Is function $f(x)=\underset{t\in[a,b] }{\sup}p(t)-\underset{t\in[a,b] }{\inf}p(t)$ convex?

Question

Let

$$f(x) := \sup_{t \in[a,b]} p(t) - \inf_{t \in [a,b]} p(t)$$

where

$$p(t) := x_1 + x_2 t + x_3 t^2 + \cdots + x_n t^{n-1}$$

and $a, b \in \Bbb R$ and $a \lt b$. Is function $f$ convex?

Answer 1

Yes, $f$ is convex. Let us write $p(t)$ instead as $p(x;t)$ to make the dependence on $x$ and $t$ explicit.
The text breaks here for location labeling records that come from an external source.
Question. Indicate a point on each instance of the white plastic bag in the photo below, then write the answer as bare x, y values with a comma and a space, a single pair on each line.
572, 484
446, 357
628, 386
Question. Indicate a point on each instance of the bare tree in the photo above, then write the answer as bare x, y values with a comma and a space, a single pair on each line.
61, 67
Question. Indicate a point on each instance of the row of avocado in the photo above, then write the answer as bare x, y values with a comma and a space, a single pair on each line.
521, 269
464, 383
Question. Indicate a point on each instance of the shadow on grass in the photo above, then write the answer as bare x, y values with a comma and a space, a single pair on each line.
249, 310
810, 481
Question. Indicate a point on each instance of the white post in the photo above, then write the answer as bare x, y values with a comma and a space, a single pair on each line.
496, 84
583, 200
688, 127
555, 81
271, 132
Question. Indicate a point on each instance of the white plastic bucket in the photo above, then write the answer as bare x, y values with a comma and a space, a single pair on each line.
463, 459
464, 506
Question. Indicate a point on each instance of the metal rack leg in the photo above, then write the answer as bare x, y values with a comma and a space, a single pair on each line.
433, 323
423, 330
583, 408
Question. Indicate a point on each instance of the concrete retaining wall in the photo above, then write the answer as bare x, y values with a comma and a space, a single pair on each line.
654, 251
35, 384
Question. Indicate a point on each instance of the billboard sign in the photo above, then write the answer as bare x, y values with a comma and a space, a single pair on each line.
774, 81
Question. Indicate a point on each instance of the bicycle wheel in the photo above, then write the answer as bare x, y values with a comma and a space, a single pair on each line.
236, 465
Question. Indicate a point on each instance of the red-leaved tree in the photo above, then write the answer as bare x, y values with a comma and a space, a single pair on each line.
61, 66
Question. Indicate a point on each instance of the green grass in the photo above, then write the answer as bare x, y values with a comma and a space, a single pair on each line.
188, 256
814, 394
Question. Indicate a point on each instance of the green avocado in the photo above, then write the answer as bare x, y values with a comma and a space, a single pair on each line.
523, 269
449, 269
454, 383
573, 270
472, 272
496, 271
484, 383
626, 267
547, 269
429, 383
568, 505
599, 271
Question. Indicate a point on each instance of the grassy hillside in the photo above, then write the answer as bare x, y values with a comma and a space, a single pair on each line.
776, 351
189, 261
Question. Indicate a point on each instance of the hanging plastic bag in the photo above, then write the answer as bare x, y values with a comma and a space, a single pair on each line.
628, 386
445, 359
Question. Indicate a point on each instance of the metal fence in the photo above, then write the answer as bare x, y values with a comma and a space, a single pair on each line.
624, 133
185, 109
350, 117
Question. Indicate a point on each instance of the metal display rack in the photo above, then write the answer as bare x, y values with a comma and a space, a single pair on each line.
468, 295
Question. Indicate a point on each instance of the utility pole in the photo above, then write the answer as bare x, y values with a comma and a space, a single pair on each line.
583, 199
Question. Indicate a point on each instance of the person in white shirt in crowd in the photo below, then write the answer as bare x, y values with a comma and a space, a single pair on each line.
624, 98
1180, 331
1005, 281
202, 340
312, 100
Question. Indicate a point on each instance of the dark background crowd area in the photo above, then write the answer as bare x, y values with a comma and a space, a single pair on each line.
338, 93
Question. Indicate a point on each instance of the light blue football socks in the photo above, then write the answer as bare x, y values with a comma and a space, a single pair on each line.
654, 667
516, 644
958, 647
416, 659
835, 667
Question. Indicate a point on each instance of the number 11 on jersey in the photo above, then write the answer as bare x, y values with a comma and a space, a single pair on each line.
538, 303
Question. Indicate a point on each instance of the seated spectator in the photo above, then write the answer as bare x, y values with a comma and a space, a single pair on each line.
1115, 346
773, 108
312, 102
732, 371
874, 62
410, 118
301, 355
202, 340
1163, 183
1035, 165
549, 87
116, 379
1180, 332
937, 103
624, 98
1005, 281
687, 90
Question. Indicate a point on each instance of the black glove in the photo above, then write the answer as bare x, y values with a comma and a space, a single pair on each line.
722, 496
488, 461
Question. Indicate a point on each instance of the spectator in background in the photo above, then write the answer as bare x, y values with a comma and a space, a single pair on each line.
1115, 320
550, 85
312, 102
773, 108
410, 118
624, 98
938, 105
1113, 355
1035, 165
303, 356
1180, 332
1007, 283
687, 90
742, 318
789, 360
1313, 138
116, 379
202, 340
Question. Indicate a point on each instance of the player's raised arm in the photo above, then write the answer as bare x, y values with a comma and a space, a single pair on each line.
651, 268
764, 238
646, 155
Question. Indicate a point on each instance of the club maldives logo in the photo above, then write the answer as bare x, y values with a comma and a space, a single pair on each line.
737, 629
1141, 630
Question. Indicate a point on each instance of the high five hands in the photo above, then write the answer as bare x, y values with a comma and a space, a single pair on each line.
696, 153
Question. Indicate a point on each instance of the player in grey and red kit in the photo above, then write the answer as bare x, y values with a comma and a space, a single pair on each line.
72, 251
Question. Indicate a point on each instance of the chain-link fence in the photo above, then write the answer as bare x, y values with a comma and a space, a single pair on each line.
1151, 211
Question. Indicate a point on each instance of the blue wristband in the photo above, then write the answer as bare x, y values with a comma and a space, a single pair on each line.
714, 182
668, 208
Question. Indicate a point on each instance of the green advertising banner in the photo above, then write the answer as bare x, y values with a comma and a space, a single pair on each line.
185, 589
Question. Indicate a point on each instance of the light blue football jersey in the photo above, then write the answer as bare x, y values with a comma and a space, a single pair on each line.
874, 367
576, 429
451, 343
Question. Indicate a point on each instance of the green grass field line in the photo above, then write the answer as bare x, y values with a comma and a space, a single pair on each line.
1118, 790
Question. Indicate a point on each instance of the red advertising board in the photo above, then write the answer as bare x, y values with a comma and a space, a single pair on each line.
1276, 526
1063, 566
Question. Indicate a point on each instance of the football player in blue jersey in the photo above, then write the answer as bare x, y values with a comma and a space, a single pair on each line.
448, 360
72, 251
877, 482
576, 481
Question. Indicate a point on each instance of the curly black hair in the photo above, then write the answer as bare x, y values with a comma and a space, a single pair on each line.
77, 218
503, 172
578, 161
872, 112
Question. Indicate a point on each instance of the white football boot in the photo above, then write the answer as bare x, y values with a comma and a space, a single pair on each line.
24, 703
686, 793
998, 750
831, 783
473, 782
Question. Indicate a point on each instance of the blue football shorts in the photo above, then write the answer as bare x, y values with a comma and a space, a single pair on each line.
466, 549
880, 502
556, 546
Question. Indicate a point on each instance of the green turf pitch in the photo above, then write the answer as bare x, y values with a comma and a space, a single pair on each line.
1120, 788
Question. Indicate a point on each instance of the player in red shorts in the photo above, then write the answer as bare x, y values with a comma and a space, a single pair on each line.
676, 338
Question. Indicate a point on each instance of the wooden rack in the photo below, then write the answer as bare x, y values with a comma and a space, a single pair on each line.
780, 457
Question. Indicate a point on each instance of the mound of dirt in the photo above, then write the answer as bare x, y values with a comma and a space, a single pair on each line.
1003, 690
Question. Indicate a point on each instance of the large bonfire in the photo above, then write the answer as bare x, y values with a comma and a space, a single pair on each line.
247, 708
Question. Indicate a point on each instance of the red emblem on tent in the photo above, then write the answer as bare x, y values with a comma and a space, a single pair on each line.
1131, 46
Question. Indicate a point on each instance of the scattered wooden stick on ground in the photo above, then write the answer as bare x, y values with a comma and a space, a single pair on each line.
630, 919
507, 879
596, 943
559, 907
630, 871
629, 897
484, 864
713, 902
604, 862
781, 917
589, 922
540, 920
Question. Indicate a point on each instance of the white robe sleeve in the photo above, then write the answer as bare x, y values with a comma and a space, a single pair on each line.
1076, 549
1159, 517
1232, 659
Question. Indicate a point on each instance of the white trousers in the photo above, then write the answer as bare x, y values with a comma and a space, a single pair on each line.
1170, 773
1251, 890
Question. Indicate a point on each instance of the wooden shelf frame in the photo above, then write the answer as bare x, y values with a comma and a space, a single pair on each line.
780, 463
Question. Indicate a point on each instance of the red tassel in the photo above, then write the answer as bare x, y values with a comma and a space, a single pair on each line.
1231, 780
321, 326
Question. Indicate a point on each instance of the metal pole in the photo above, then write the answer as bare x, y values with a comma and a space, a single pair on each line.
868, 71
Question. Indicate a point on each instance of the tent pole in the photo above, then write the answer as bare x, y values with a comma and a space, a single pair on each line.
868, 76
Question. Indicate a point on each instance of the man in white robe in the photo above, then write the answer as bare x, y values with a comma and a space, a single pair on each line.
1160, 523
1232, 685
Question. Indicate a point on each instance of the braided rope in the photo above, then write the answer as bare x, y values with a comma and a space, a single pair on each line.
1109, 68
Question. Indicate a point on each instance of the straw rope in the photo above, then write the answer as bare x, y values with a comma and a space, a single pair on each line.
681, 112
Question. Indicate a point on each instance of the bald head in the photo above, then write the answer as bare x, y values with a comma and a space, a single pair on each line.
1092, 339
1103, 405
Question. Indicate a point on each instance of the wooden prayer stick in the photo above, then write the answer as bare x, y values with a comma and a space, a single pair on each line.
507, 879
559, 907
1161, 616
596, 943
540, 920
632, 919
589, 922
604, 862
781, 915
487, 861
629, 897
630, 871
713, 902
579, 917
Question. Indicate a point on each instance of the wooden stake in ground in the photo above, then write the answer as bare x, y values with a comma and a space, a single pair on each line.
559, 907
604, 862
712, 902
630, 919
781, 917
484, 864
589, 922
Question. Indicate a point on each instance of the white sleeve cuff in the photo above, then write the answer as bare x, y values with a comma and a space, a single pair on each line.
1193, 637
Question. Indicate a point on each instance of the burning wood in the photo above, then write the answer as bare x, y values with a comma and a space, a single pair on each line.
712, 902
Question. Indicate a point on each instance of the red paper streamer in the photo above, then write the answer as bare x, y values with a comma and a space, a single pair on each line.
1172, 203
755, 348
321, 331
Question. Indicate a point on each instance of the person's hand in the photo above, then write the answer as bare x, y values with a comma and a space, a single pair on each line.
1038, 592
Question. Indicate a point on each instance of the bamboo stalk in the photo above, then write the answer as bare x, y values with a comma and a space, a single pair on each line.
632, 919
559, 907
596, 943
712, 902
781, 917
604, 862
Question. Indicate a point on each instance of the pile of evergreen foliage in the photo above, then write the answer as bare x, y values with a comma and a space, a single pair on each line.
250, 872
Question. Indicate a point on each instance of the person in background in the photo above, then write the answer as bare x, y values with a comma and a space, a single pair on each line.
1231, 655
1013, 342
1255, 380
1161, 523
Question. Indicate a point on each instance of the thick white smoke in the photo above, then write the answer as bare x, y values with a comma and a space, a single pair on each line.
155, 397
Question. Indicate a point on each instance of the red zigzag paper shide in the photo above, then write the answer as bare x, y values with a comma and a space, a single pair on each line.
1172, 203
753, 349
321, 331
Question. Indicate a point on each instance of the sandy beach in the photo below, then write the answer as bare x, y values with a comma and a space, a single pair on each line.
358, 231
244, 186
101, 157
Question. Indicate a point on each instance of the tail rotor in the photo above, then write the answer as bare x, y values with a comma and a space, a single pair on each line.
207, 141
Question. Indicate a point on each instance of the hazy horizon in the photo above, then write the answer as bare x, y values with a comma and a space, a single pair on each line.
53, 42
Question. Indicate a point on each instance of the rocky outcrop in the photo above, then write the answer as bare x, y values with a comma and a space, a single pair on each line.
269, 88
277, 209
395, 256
Then, for fixed $t$, $p(x;t)$ is linear in $x$. Further note that for every $x$, $\sup_t p(x;t) < \infty$ (by compactness of $[a,b]$) and finally conclude that $\sup_t p(x;t)$ is convex in $x$, since the supremum of convex (in particular linear) functions is also convex.

Handling the term $-\inf_t p(x;t)$ is analogous upon writing it as $\sup_t\{-p(x;t)\}$ and noting that $-p(x;t)$ is also linear in $x$ for any fixed $t$.